Session 4e: Beyond New York
Chair: Lynn Osmond, Choose Chicago
Speakers
Click a presenter to see a video of their presentation, and the accompanying paper and PowerPoint presentation.
Jeanne Gang
Founding Principal and PartnerStudio Gang Architects
“Three Points of the Residential High-Rise: Designing for Social Connectivity”
Gary Handel
PresidentHandel Architects
“Rags to Riches: How Chicago’s 111 West Wacker Finally Got Built”
Session Summary
The skyscraper boom that has swept New York in recent years has not been exclusively limited to the Big Apple. This session looked at developments outside New York, using examples in Chicago and Mexico City as a counterpoint to the discussion regarding tall building development in the Americas. Presentations explored efforts to improve the social aspect of tall building designs, the development of Grade A office space in Mexico City, and the long-awaited redesign of OneEleven in Chicago.
Jeanne Gang, Founder and Principal, Studio Gang Architects, discussed the unique set of challenges that high-rise residential buildings present in becoming fully activated urban participants in their host cities. Critics have posited that tall buildings are insular and foreboding by their very nature. However, as all cities become taller and denser, the need to design social space in, on, and around tall buildings must be continually examined to support a cohesive urban fabric. Ms. Gang offered up three potential strategies for creating more socially connective tall buildings – “exo-spatial design,” “solar carving,” and “bridging” – and examples of each solution.

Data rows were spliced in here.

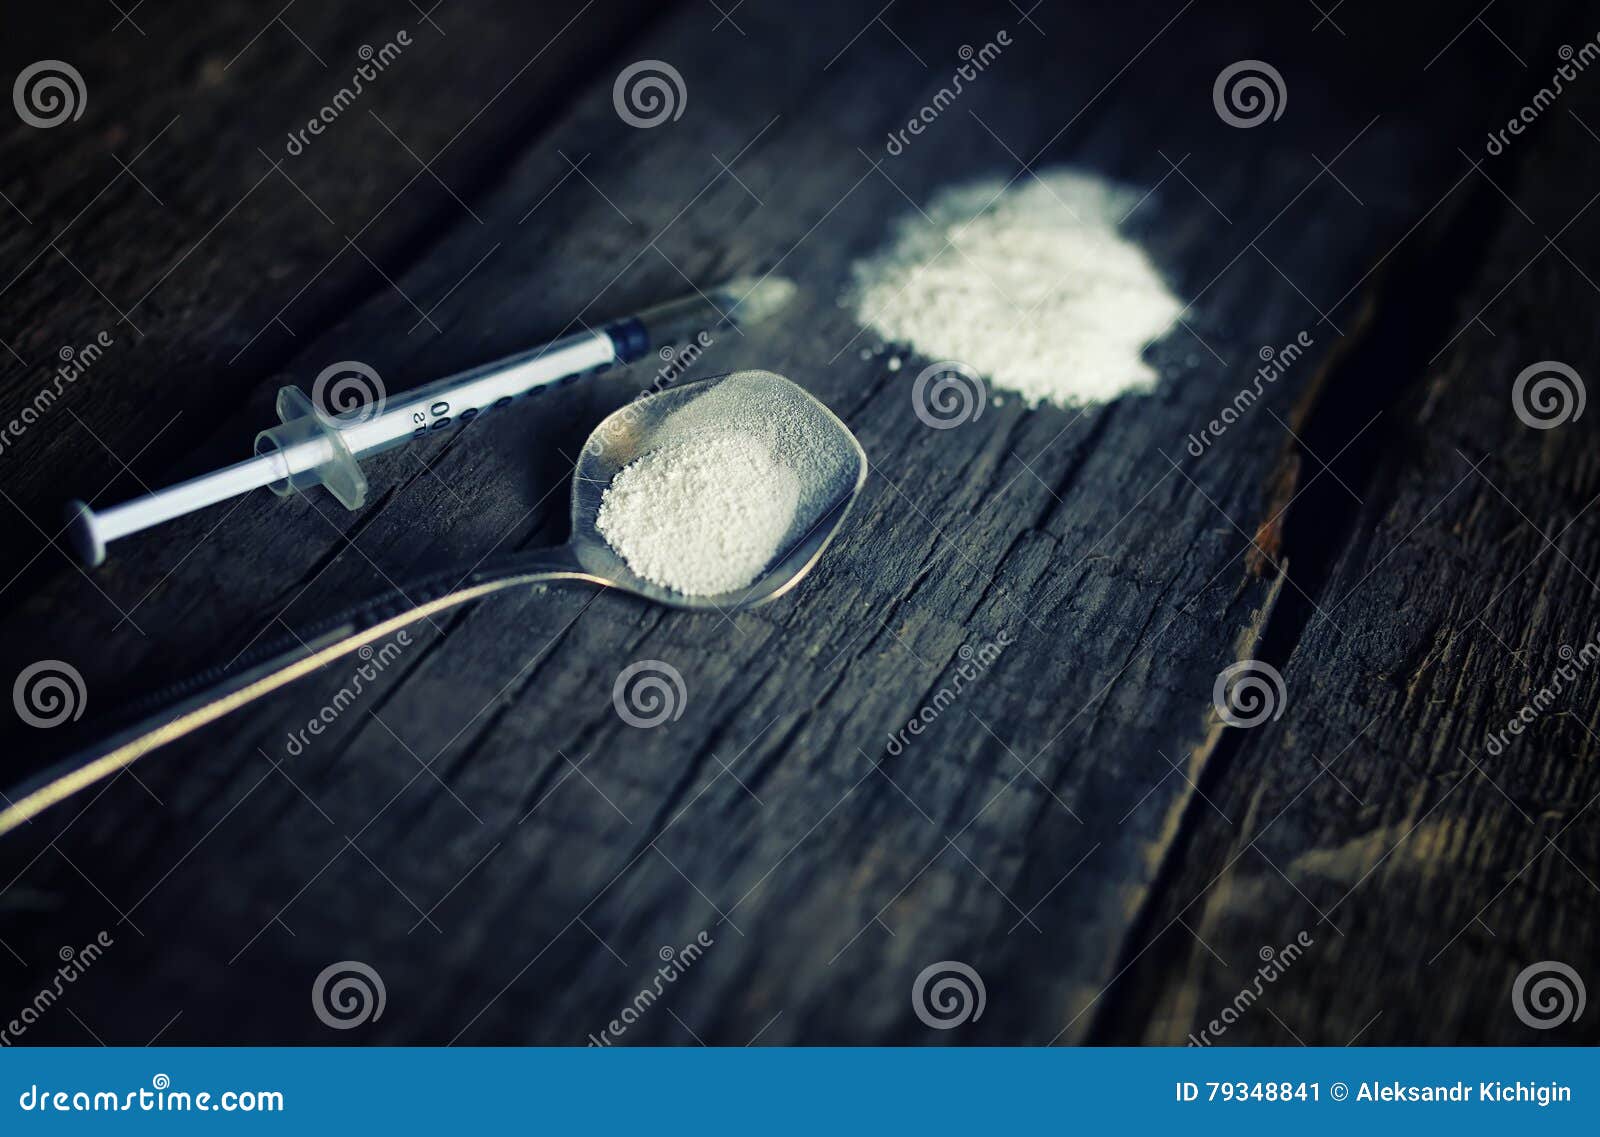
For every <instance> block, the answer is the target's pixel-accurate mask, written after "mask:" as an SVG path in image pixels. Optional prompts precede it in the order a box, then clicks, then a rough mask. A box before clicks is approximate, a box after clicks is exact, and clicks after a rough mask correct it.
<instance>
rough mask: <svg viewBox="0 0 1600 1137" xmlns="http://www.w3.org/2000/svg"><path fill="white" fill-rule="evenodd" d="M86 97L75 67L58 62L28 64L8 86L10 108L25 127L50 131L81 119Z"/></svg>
mask: <svg viewBox="0 0 1600 1137" xmlns="http://www.w3.org/2000/svg"><path fill="white" fill-rule="evenodd" d="M88 101H90V93H88V88H86V86H85V85H83V75H82V74H80V72H78V69H77V67H74V66H72V64H69V62H66V61H62V59H40V61H38V62H37V64H29V66H27V67H24V69H22V72H21V74H19V75H18V77H16V83H13V85H11V106H14V107H16V114H18V117H19V118H21V120H22V122H26V123H27V125H29V126H38V128H40V130H50V128H51V126H59V125H61V123H64V122H67V120H69V118H70V120H72V122H77V120H78V118H82V117H83V107H86V106H88Z"/></svg>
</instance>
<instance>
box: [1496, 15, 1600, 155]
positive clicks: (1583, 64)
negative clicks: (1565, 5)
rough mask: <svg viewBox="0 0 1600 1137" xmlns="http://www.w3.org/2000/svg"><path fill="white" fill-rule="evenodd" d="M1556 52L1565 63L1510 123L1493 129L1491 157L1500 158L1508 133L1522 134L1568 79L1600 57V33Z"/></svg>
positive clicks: (1563, 43) (1557, 97)
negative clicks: (1499, 155) (1580, 45)
mask: <svg viewBox="0 0 1600 1137" xmlns="http://www.w3.org/2000/svg"><path fill="white" fill-rule="evenodd" d="M1555 54H1558V56H1560V58H1562V66H1560V67H1557V69H1555V74H1554V75H1550V82H1549V83H1547V85H1544V86H1541V88H1539V90H1538V91H1534V94H1533V99H1531V101H1528V102H1526V104H1525V106H1523V107H1522V109H1520V110H1518V112H1517V114H1515V115H1514V117H1512V118H1509V120H1506V126H1502V128H1501V130H1498V131H1490V141H1488V146H1486V147H1485V150H1488V155H1490V157H1491V158H1498V157H1499V155H1502V154H1506V147H1507V146H1510V138H1507V136H1517V134H1522V133H1523V131H1525V130H1526V128H1528V126H1531V125H1533V123H1534V120H1538V117H1539V115H1542V114H1544V112H1546V110H1547V109H1549V107H1550V104H1554V102H1555V99H1557V98H1558V96H1560V94H1562V91H1563V90H1565V86H1566V83H1571V82H1573V80H1574V78H1578V77H1579V75H1581V74H1582V72H1584V70H1586V69H1587V67H1589V64H1592V62H1594V61H1595V59H1600V35H1597V37H1595V38H1594V40H1586V42H1584V45H1582V46H1581V48H1578V51H1573V46H1571V45H1570V43H1563V45H1562V46H1560V50H1558V51H1557V53H1555ZM1574 56H1576V59H1574Z"/></svg>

Tom Wilcock, Associate, Arup, illuminated the particular challenges of constructing tall buildings in Mexico City, a highly active seismic zone, where a massive earthquake in 1985 claimed the lives of more than 5,000 people partly due to safety flaws in many contemporary buildings. A recent resurgence in tall building construction in Mexico City has culminated with four new skyscrapers clustered at the west-central end of the city. A great deal of research has had to be done to make these new buildings structurally safe, taking into consideration their relatively small construction sites. Wilcock cited the extensive soil structure interaction analysis undertaken by Arup to look at the way buildings absorb shock, therein discovering a solution that would to use the area’s soft ground to their advantage. He closed by emphasizing the importance of careful collaboration between architects and engineers to create the best possible form that is both optimally beautiful, safe, and responsive to the particular challenges of the region.

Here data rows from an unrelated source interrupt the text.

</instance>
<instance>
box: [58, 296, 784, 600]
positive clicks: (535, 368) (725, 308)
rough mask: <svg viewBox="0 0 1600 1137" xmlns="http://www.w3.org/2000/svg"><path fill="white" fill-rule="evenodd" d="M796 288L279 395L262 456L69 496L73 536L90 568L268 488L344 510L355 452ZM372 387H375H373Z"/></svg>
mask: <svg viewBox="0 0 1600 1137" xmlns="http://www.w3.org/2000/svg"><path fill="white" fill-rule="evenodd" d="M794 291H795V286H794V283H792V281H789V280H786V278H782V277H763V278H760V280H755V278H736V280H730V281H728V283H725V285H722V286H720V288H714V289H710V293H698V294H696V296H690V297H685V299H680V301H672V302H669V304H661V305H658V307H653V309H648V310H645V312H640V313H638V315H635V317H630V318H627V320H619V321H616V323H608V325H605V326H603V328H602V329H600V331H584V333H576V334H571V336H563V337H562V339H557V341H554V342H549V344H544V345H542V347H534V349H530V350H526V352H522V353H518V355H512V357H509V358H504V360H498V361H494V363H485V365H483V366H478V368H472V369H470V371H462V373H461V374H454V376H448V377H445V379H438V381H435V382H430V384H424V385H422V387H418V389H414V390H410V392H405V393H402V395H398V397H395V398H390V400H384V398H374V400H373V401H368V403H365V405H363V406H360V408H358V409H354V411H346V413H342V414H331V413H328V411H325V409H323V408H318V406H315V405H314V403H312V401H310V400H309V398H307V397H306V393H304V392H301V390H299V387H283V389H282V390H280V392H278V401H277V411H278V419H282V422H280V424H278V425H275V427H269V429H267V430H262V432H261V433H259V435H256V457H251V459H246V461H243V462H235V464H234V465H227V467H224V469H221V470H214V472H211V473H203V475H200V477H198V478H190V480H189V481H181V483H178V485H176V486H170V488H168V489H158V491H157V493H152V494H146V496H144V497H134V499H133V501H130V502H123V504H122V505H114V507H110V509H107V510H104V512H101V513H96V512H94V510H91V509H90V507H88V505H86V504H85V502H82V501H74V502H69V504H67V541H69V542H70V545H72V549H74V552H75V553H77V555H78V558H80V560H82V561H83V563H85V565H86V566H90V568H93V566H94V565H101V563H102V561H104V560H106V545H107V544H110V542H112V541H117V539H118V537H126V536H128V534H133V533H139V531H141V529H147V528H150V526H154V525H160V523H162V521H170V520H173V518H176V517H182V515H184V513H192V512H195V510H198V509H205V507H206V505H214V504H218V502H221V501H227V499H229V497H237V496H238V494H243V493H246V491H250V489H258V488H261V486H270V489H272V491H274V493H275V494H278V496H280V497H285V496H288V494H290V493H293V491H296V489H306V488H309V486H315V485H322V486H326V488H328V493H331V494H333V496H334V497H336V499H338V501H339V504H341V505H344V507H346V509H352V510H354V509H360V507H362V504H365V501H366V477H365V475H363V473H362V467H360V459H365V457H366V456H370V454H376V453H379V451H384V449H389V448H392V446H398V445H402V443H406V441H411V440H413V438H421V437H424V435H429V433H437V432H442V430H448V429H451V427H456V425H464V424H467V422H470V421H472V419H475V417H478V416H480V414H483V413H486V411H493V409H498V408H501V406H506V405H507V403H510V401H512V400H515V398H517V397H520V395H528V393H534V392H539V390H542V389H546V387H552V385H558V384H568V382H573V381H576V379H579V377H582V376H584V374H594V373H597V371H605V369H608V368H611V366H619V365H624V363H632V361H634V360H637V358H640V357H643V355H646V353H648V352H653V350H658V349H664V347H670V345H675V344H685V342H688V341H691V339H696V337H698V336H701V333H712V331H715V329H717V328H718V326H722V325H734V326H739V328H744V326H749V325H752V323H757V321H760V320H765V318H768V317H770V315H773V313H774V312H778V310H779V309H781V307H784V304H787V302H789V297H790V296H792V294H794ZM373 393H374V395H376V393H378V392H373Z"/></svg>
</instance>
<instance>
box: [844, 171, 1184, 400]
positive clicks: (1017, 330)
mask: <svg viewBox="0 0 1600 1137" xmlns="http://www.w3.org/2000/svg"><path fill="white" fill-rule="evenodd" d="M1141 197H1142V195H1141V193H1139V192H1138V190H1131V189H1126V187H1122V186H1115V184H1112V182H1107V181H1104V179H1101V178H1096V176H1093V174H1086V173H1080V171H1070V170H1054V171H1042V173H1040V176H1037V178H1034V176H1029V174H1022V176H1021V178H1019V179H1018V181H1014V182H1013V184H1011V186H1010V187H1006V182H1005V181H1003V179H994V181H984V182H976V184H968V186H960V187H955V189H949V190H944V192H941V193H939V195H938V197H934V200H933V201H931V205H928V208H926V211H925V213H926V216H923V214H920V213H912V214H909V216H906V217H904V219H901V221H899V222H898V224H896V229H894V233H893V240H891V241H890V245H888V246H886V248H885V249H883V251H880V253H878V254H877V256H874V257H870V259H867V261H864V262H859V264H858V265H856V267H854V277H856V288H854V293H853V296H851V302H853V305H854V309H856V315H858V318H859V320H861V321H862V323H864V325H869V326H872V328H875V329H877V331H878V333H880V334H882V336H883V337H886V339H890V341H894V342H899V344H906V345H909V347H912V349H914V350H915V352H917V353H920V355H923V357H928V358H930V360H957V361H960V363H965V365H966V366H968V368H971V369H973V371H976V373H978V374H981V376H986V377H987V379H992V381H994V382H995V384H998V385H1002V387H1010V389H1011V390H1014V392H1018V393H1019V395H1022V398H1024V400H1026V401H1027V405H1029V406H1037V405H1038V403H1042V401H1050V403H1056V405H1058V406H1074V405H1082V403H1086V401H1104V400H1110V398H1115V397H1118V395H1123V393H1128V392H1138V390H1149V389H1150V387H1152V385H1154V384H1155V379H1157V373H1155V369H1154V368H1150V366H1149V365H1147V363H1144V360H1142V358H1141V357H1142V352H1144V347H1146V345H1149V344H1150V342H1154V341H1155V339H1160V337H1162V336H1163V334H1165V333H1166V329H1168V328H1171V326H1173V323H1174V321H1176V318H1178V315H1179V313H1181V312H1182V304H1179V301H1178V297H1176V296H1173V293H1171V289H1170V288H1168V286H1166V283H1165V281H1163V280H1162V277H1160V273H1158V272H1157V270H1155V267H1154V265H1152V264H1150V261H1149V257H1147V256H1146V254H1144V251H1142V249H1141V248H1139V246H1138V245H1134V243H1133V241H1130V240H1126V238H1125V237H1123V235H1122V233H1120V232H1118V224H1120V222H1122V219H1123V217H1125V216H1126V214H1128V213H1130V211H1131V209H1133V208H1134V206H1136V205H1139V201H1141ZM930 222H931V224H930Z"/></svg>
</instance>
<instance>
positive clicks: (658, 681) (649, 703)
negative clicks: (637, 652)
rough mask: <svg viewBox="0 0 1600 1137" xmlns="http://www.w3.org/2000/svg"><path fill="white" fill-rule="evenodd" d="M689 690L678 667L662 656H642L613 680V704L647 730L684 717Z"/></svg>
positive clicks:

Gary Handel, President, Handel Architects shifted the focus back to the Second City with a presentation on the evolution of the construction of 111 West Wacker, a project whose progress was halted for four years after the economic recession of 2008 along with a nationwide slowdown of construction. Handel led by praising the fantastic location of the site, “The Chicago Riverfront is one of the most spectacular urban spaces in America, flanked by buildings and waterfront . . . It is equivalent to an aqueous Champs d’Elysses.” He went on to chronicle both the challenges and opportunities of transforming this partially completed project in an incredibly rapid timeframe of 19 months, with much of its structure already in place, into a vibrant part of the Chicago landscape. The resulting project, which opened in 2014 and is the largest single rental building in the Loop, was sold In January 2015, setting a new price record for apartment buildings in Chicago.